Russia-born student pleads guilty to making bombs
PITTSBURGH (AP) — A Russian-born university student pleaded guilty Thursday to a charge of building bombs without a federal license in his off-campus apartment in Pennsylvania.
The deal between federal prosecutors in Johnstown and 18-year-old Vladislav Miftakhov came after months of negotiations with his federal public defender. The defense did not immediately return messages Thursday for comment, but has said Miftakhov only meant to create noise with the explosives, not mayhem. Prosecutors say his intentions weren’t clear.
Miftakhov, 18, was a Penn State-Altoona student from San Carlos, California, when he was arrested Jan. 24.

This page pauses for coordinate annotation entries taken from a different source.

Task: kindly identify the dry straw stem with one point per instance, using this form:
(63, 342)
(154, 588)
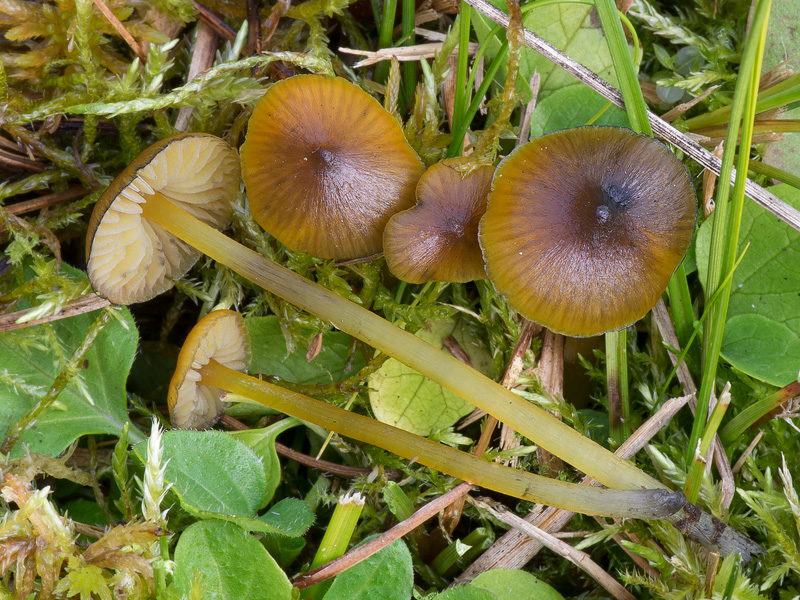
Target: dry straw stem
(576, 557)
(79, 306)
(660, 127)
(117, 24)
(514, 549)
(364, 551)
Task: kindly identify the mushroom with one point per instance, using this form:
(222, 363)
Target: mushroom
(130, 260)
(157, 211)
(221, 334)
(208, 350)
(584, 227)
(325, 166)
(437, 240)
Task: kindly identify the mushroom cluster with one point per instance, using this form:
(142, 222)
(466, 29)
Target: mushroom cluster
(143, 220)
(584, 227)
(210, 363)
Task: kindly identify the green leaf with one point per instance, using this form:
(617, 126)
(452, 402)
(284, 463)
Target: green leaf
(762, 348)
(782, 41)
(766, 285)
(290, 516)
(512, 583)
(571, 107)
(571, 28)
(93, 402)
(386, 575)
(233, 565)
(262, 442)
(466, 592)
(270, 357)
(283, 549)
(402, 397)
(212, 473)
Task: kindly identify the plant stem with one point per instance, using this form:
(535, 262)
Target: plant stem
(385, 37)
(617, 385)
(534, 423)
(756, 411)
(694, 481)
(616, 341)
(462, 93)
(409, 67)
(520, 484)
(725, 231)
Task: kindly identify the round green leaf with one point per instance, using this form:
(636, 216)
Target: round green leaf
(211, 472)
(231, 563)
(512, 583)
(402, 397)
(386, 575)
(766, 285)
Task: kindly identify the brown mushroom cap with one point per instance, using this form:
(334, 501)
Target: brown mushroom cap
(437, 240)
(131, 260)
(585, 226)
(220, 335)
(325, 166)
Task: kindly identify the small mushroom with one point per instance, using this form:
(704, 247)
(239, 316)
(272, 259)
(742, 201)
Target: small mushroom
(437, 240)
(220, 335)
(157, 211)
(325, 166)
(130, 259)
(213, 366)
(585, 227)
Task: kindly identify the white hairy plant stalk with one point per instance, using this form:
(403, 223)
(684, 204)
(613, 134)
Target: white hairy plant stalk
(153, 487)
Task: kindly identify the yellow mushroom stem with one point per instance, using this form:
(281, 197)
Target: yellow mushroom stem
(532, 422)
(641, 504)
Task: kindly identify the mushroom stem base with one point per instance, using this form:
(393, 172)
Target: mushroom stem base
(534, 423)
(641, 504)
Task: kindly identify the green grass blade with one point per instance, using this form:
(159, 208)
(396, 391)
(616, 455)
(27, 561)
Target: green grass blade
(727, 221)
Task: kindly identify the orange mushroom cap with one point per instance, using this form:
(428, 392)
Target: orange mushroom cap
(437, 240)
(325, 166)
(132, 260)
(584, 227)
(220, 335)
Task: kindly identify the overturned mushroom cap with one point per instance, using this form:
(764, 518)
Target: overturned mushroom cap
(584, 227)
(437, 240)
(325, 166)
(131, 260)
(220, 335)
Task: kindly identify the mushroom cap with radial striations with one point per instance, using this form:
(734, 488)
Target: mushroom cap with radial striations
(220, 335)
(584, 227)
(437, 240)
(132, 260)
(325, 166)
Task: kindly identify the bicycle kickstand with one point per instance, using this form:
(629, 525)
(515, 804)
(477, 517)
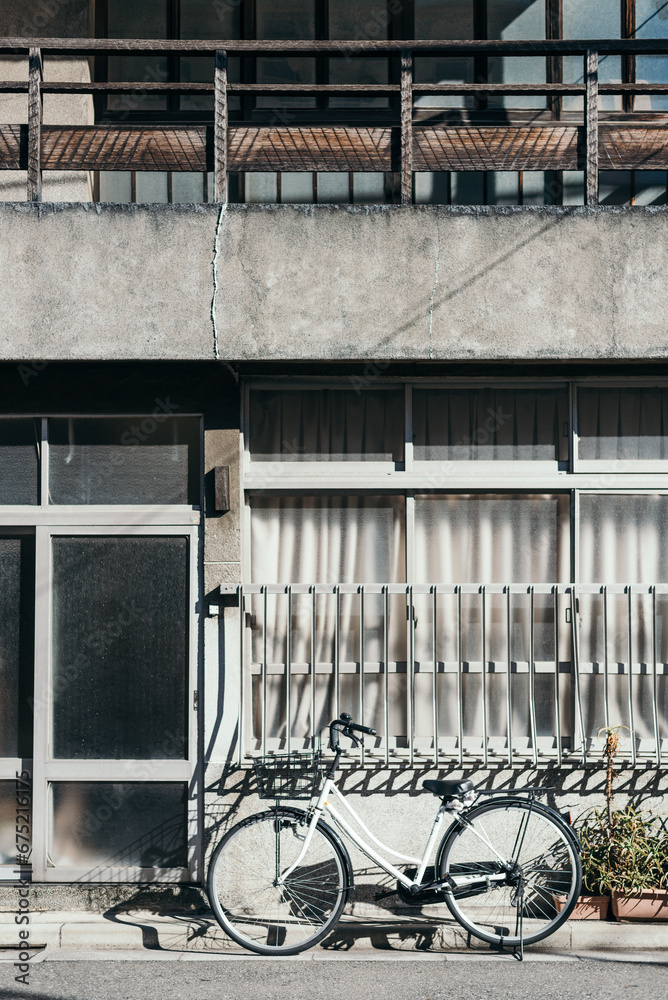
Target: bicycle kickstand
(518, 953)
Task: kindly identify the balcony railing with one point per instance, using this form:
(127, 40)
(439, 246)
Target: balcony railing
(403, 145)
(491, 674)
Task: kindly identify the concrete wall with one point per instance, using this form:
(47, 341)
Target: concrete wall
(347, 283)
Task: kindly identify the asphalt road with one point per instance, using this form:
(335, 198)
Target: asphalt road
(376, 979)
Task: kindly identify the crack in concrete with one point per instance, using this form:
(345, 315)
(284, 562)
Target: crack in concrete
(216, 252)
(214, 266)
(433, 293)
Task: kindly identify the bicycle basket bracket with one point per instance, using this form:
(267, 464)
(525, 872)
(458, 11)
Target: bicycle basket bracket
(287, 776)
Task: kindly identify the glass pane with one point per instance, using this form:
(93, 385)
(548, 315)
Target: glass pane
(14, 817)
(19, 462)
(614, 187)
(116, 186)
(649, 187)
(296, 188)
(138, 69)
(622, 539)
(260, 188)
(432, 188)
(533, 187)
(434, 19)
(292, 19)
(120, 639)
(573, 187)
(148, 19)
(503, 187)
(358, 19)
(327, 425)
(125, 460)
(311, 539)
(204, 19)
(152, 188)
(482, 538)
(368, 189)
(623, 424)
(651, 22)
(16, 644)
(188, 188)
(513, 19)
(99, 824)
(467, 187)
(333, 189)
(490, 424)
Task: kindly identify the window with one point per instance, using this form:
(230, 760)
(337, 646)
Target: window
(98, 558)
(366, 19)
(455, 596)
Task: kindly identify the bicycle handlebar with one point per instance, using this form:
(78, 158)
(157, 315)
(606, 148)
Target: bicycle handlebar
(346, 727)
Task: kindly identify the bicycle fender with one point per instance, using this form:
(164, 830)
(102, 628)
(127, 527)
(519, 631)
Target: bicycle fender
(301, 814)
(504, 800)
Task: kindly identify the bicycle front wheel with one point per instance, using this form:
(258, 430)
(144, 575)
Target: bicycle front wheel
(263, 912)
(515, 870)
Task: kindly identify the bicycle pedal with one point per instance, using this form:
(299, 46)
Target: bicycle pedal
(383, 895)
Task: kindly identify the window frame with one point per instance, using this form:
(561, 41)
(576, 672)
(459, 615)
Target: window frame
(49, 521)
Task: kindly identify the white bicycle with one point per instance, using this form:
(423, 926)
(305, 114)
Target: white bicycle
(508, 868)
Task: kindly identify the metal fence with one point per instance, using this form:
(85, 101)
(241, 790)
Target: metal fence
(492, 673)
(400, 143)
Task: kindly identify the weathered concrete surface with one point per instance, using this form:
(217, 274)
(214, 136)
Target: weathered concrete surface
(335, 283)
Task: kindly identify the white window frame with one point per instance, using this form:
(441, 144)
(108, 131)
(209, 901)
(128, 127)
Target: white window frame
(444, 477)
(49, 521)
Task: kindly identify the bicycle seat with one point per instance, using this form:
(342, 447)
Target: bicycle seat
(446, 789)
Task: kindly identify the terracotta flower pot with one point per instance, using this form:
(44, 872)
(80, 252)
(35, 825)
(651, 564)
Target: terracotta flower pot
(648, 904)
(586, 908)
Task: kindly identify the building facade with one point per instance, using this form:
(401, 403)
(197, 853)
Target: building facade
(334, 379)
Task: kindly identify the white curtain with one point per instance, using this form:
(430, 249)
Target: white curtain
(486, 538)
(327, 425)
(623, 540)
(327, 540)
(490, 424)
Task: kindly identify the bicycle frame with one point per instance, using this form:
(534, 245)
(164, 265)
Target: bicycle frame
(324, 806)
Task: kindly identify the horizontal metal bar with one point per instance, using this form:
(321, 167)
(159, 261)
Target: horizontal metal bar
(444, 589)
(53, 87)
(529, 47)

He has been jailed since local police acted on a landlord’s tip that Miftakhov was growing marijuana and police found bomb-making materials in his apartment. The materials included an unexploded device containing about a half-pound of volatile chemicals in the apartment.
Miftakhov was originally scheduled to enter the guilty plea Aug. 19, but a judge last month rescheduled the change of plea hearing for Thursday. He is scheduled for sentencing Dec. 11 before U.S. District Judge Kim Gibson.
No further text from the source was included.